Thursday, August 22, 2013

Are Novels Largely Autobiographical?

Are Novels Largely Autobiographical?
People who have read my fiction often make comments that assume much of what I write is autobiographical. My character's all live lives that are extremely different from the one I've been leading, but that doesn't mean my experiences didn't help me write my novels. Events, people I've known, things people have said to me, and places I have been, have frequently inspired me. For example, in "Love, Sex and Understanding the Universe," my minor character, Carol was initially modeled after a woman I once saw on a bus. I have my character seeing her on the same bus route, wearing the same outfit, but when I couldn't get a good grasp on this woman's personality, I went and borrowed the physical attributes of an acquaintance of mine in the Ozarks. Suddenly Carol came alive and she's nothing like my acquaintance except in looks.

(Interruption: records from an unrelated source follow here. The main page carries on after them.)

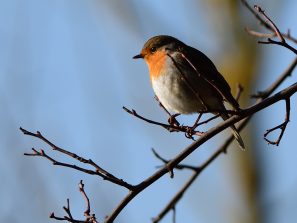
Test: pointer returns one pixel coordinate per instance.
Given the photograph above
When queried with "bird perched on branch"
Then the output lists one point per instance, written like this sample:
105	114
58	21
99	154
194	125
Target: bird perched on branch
185	80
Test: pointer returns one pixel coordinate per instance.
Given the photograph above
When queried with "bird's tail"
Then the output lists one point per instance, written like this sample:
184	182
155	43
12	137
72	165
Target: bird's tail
235	132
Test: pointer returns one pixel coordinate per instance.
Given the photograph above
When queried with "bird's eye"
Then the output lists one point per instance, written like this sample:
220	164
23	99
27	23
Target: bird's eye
153	49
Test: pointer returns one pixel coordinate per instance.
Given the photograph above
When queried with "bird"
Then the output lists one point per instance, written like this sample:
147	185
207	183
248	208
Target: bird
186	81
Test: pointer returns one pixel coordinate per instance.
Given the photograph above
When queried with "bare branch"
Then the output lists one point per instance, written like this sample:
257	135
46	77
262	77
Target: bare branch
266	25
277	83
282	95
98	170
90	218
282	126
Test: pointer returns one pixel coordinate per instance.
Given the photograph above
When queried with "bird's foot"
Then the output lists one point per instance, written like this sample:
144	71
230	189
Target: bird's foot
172	120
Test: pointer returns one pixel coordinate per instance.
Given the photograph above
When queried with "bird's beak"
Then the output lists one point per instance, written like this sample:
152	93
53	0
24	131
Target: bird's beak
138	56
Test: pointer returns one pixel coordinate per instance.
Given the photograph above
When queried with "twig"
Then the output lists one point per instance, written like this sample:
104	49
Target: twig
265	24
90	218
278	82
197	170
286	93
272	25
170	128
282	126
98	170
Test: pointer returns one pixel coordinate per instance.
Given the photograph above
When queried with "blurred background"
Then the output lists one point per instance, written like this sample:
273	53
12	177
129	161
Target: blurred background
66	69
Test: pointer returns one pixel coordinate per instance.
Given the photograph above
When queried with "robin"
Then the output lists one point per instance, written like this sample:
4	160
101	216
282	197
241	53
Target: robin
185	80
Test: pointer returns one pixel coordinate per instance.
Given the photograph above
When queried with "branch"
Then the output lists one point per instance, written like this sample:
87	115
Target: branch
282	95
278	82
282	126
98	170
90	218
266	25
269	24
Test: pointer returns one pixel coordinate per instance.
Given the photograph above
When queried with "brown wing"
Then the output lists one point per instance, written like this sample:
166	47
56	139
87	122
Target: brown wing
207	70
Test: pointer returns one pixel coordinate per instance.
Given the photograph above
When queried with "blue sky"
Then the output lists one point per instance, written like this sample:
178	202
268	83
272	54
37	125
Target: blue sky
66	69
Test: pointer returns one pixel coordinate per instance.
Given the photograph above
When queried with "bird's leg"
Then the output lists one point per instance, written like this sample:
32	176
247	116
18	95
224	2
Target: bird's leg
191	130
197	122
162	106
172	120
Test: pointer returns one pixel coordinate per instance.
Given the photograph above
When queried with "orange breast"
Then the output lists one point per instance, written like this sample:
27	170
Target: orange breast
156	63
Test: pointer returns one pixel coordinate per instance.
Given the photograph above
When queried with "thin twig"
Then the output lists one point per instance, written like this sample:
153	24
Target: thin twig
90	218
98	170
170	128
275	29
282	126
278	82
265	24
286	93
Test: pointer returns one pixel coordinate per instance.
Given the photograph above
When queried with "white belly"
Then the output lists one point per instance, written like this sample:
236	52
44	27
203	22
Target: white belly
174	94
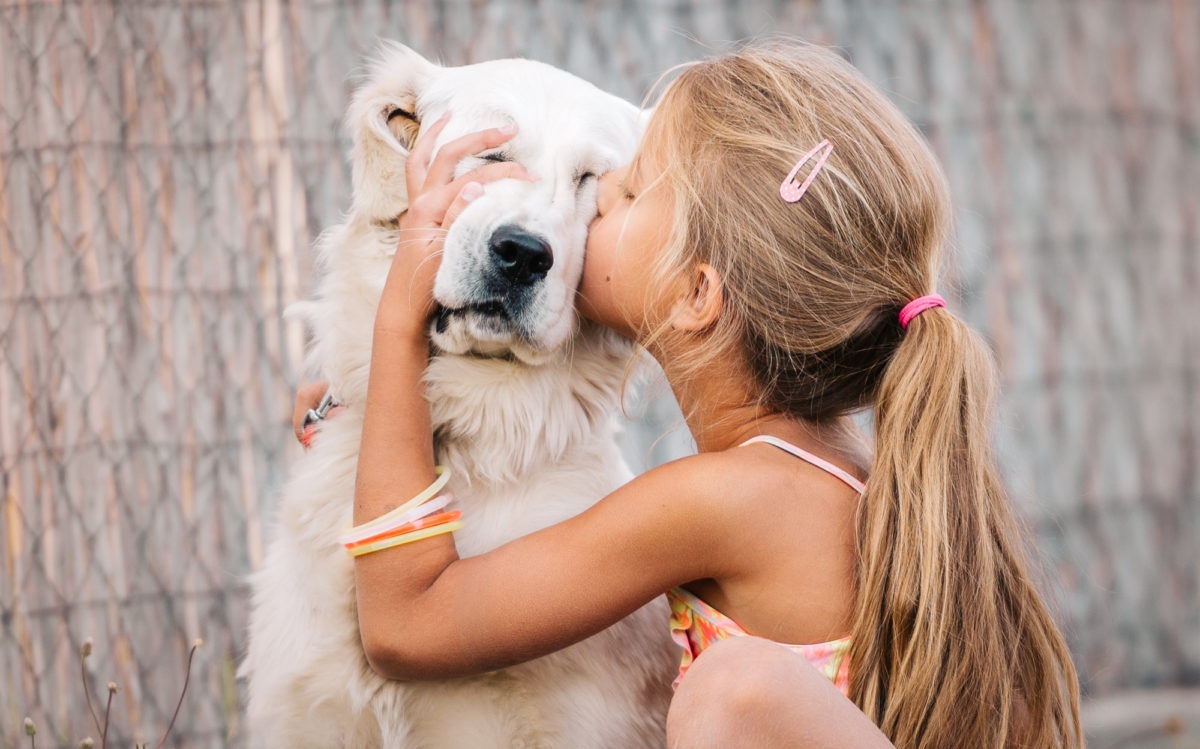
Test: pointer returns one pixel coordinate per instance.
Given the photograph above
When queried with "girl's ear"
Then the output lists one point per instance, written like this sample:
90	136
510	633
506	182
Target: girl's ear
700	306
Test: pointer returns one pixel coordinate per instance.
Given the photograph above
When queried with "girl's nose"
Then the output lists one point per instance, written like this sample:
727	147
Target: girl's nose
606	189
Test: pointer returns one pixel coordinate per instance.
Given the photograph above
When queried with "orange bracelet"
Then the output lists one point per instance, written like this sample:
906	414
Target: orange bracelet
429	521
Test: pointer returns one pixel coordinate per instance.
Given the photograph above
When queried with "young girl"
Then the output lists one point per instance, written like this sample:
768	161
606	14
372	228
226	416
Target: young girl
775	246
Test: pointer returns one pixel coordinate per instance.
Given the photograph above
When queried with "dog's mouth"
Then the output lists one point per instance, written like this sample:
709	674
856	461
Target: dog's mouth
493	311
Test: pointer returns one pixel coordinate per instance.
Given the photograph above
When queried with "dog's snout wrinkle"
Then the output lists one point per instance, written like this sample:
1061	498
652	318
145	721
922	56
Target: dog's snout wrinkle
521	257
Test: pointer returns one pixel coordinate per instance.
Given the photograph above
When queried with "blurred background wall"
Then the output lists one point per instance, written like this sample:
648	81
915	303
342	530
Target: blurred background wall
165	168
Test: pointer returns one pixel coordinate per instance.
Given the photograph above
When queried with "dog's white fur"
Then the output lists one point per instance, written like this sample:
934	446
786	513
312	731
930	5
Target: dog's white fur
523	415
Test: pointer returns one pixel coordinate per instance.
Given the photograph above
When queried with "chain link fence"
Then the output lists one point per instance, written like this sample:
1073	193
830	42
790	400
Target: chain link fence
165	168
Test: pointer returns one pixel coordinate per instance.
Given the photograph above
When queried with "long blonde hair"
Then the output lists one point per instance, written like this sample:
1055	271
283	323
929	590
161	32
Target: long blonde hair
953	646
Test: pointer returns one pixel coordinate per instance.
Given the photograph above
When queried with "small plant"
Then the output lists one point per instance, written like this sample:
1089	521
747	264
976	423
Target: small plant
102	730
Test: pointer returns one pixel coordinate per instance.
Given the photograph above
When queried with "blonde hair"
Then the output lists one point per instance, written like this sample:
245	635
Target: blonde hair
952	642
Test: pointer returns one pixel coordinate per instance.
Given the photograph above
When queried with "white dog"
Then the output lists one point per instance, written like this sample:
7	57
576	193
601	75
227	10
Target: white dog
523	396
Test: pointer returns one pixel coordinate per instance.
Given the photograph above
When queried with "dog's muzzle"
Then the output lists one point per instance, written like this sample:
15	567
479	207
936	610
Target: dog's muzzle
521	258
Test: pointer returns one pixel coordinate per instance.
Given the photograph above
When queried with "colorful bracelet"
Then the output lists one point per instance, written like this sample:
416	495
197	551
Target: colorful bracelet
407	538
429	521
429	492
373	531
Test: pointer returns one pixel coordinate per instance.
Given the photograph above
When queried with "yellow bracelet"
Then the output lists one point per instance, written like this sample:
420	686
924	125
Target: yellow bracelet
430	491
408	538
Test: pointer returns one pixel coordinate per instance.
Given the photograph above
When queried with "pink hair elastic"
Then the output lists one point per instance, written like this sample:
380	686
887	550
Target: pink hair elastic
792	191
919	305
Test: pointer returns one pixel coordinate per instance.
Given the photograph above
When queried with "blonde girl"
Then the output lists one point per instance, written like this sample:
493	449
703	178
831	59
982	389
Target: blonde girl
790	216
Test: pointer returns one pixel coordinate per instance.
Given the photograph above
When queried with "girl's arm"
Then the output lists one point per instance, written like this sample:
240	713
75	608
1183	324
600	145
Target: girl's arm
423	611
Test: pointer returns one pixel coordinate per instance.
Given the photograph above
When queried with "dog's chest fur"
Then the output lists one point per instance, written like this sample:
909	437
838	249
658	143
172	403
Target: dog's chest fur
528	447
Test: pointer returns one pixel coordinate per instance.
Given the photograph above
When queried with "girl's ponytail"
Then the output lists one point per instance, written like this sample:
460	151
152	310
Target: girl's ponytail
946	611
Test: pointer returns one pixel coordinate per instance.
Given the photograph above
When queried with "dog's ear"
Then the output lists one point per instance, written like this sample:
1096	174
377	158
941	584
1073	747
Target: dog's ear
384	119
643	117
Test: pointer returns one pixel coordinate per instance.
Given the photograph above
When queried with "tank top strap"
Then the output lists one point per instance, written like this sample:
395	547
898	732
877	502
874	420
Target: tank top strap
804	455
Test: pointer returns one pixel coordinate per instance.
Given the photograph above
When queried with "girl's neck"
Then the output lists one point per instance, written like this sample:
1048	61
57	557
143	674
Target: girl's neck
721	406
723	412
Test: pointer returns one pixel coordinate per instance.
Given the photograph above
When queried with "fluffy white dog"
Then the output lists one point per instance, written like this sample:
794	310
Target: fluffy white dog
523	396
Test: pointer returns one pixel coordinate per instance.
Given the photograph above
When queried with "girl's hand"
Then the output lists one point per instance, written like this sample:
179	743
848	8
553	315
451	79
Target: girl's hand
435	199
309	396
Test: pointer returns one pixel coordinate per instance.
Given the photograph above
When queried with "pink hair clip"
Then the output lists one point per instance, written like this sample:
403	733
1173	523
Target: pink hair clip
792	191
919	305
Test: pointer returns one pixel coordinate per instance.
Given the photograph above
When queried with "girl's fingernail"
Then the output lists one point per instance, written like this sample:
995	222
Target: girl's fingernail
472	191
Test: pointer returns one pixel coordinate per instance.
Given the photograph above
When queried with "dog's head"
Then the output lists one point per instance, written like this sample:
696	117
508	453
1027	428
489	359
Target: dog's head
514	257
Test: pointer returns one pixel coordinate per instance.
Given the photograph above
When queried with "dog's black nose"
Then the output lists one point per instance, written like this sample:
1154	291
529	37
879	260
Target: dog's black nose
520	256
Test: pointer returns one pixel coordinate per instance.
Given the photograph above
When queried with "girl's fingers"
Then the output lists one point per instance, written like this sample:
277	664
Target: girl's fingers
418	166
469	191
307	396
432	207
449	155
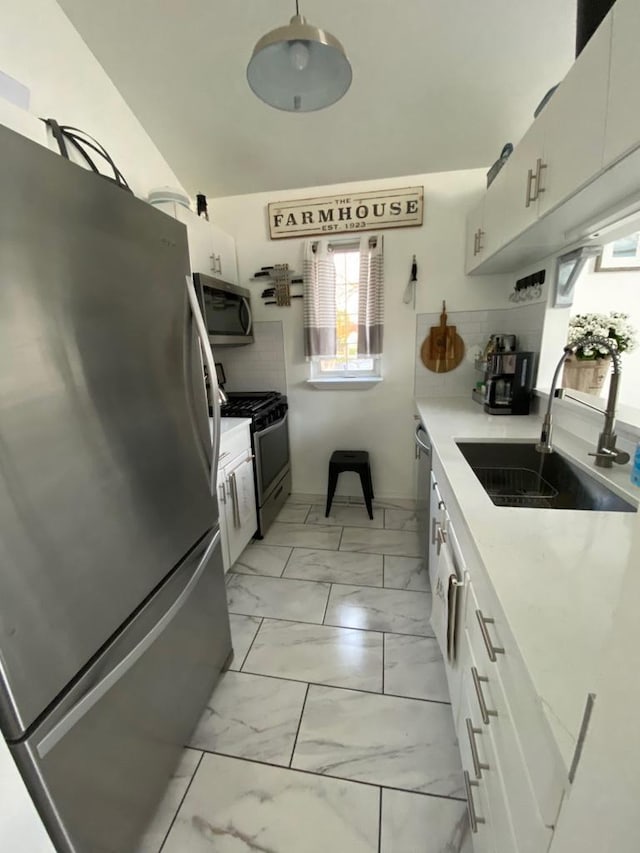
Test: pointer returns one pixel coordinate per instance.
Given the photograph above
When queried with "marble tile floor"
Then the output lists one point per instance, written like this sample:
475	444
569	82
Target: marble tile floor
332	730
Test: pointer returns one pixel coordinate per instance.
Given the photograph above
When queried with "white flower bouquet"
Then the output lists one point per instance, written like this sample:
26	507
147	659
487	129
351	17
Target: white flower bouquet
614	327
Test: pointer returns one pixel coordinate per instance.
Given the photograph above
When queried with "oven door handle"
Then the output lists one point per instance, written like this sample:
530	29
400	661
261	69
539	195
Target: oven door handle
247	305
271	427
213	382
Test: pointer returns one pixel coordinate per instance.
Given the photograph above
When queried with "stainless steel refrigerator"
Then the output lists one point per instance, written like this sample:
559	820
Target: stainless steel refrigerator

Likewise, for years I poked around with the idea that eventually became my second novel, "Bonita Verses Ivan Rastaman and the Monkey-Go-Round," but could not get it to take a hold on me. When I had my main character say and do some things a woman once said and did with me this brought Bonnie alive, though she is extremely different from the real woman I know. Then after I went to the Rainbow Gathering here in the Ozarks I decided to put Bonnie and her father in a scene there. While she sees some of the same things I did at the Gathering, her experience is her's alone and the people she meets are fabrications based on bits and pieces of people I have come across in my lifetime. It is this scene that made the novel finally take off for me.